Although I have read extensively into both matrhematics and physics, I do not consider myself an abolute authority, so keep that in mind when reading the followiing explanation:
In three dimensional curves, s usually stands for arc length. That is, if a particle goes from a point on a curve that has an s value of say 5 to a point with an s value of 6, the particle has gone one unit length. Using the pythogorian thereom, (s1-s2)^2~= (x1-x2)^2+(y1-y2)^2+(z1-z2)^2 if s is very small. Mathematically, ds represents the concept of the change in s if the change is very small. So |ds|=|s1-s2| and ds=sprt of a bunch of stuff.
Now, if we go to four dimensions, things get more complicated. It’s easy to imagine s in three dimensions to be amount of time that the particle has been moving. After 5 seconds, it has such and such an x coordinate, such and such a y coordinate, etc. But in four dimensions, time becomes a coordinate in which the particle “moves”. That is, the particles “traces” a path through not only height, width, and lenth, but also time.
So what does s represent? I can’t really explain that; the best I can say is that s is the amount time that the particle experiences. So if in a particular frame of reference, a particle spends t seconds moving through d distance (d^2= x^2+y^2+z^2; if your substitute that expression for d^2 in the following equation you’ll end up with the equation of the day), the amount of time that the particle experiences is sprt(t^2-d^2). (Assuming that time and distance are represented in the “same” units).
If you know anything about relativity, this should make at least a modicum of sense to you; the more time a person in one frame of reference experiences, the more everyone experiences. However, the more someone else moves, the faster they must be moving, and therefore the less time they experience. If, in your frame of reference, someone is moving at the speed of light, then d and t will be equal (because the conversion factor between them is defined to be the speed of light) so s^2=0; the person will experience no time.
Another way of looking at this is that space is imaginary time; not imaginary in the sense that it doesn’t exist but imaginary in the mathematical sense of being a multiple of the square root of negative one. Space squared is negative time squared and vice versa.
Another interesting aspect of this equation is that given a particle that is expoeriencing no forces other than gravity, and given two points (in four dimensional space) that you know that the particle visits, you can take all the possible paths between the points and calculate the s value for each path. Whichever path has the greatest s value will be the one that particle takes.

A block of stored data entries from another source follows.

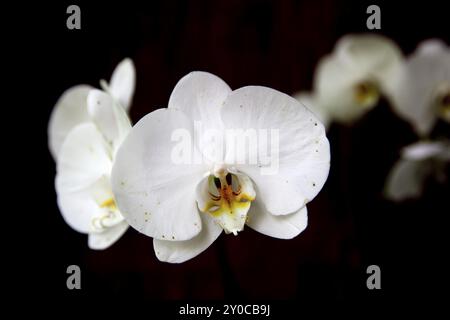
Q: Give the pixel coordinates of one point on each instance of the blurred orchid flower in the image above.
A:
(418, 162)
(421, 90)
(185, 206)
(71, 108)
(85, 157)
(349, 82)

For instance, suppose you have to leave Los Angeles at 8 AM and arrive at New York at exactly 10 PM. Now, in case are not aware, the mass of the earth distorts space-time, making people deep in its gravity well (that is, close to its surface) experience slightly less time that those that are far away from the surface. So if you want to spend the most time in your cross country flight as possible (have some last minute work to get done or something) it might be a good idea to get away from the gravity well. But if you go too far away, and then come back, you’ll have to accelerate to a high velocity to make it out and back in the time alloted. Going at a high speed means that you experience less time. So you want a balance between getting away from the earth’s gravity well and not going to fast. It turns out that the best possible curve is basically a parabola, that is, exactly the path that you would take if you left the earth with a certain velocity, did not accelerate, and just followed a ballistic (that is, unpowered) trajectory to New York. What looks to us like curved paths are actually the longest possible paths, are therefore, in a sense, the “straighest” paths. That is, they are geodesics on the space-time manifolds, to throw out a bunch of fancy terms.

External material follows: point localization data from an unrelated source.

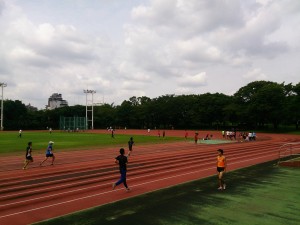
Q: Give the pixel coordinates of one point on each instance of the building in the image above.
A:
(31, 108)
(56, 101)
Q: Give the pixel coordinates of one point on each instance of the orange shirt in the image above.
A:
(221, 161)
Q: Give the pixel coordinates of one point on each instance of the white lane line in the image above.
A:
(102, 193)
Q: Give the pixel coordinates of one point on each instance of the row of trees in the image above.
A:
(254, 106)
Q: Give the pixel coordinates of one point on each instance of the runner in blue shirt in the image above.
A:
(49, 153)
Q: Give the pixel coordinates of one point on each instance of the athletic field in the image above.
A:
(261, 194)
(172, 180)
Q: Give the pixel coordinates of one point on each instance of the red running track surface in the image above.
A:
(84, 179)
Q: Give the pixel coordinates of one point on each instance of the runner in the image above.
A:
(221, 168)
(49, 153)
(28, 156)
(130, 144)
(122, 161)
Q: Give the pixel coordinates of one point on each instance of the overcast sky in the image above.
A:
(125, 48)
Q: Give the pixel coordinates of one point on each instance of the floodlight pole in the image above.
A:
(86, 107)
(2, 85)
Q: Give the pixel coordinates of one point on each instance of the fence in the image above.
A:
(74, 123)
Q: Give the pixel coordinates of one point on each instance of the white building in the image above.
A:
(56, 101)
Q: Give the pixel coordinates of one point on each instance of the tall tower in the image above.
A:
(2, 85)
(89, 108)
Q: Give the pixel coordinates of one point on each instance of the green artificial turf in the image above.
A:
(261, 194)
(10, 143)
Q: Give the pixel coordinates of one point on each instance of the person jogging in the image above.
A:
(130, 144)
(122, 161)
(49, 153)
(221, 169)
(28, 156)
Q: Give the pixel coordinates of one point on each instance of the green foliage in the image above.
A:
(253, 106)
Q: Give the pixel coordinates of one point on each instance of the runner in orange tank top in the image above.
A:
(221, 168)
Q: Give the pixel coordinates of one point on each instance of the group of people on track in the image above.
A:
(29, 158)
(122, 161)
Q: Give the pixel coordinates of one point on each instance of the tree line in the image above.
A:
(258, 105)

As for the sign difference, that’s just a matter of notation. If you take t^2 to be positive, then that’s “time distance”. A positive time distance between event A and and event B (“event” refers to a point in four dimensional space) represents the most time that it could have taken a signal to go from event A to event B. If the time distance is positive, then in every frame of reference event A will appear to occur before event B. The amount of time will be relative to reference frame, but the order is absolute. If, however, one takes space be positive, then one gets the space distance. If two events have a positive space distance, then it means that there is more space between the two events than can be crossed by any particle moving at a speed equal to or less than light speed. Different reference frames will disagree about which event occurred “first” since the events are “too far apart” to get an absolute order.
I hope this has shed at least some light (no pun intended) onto the issue. If you have specific points you’re still confused about, or clarifications to make, please let me know. I’m sure that there are more elegant ways of explaining this stuff; in fact Feynman probably has written one somewhere.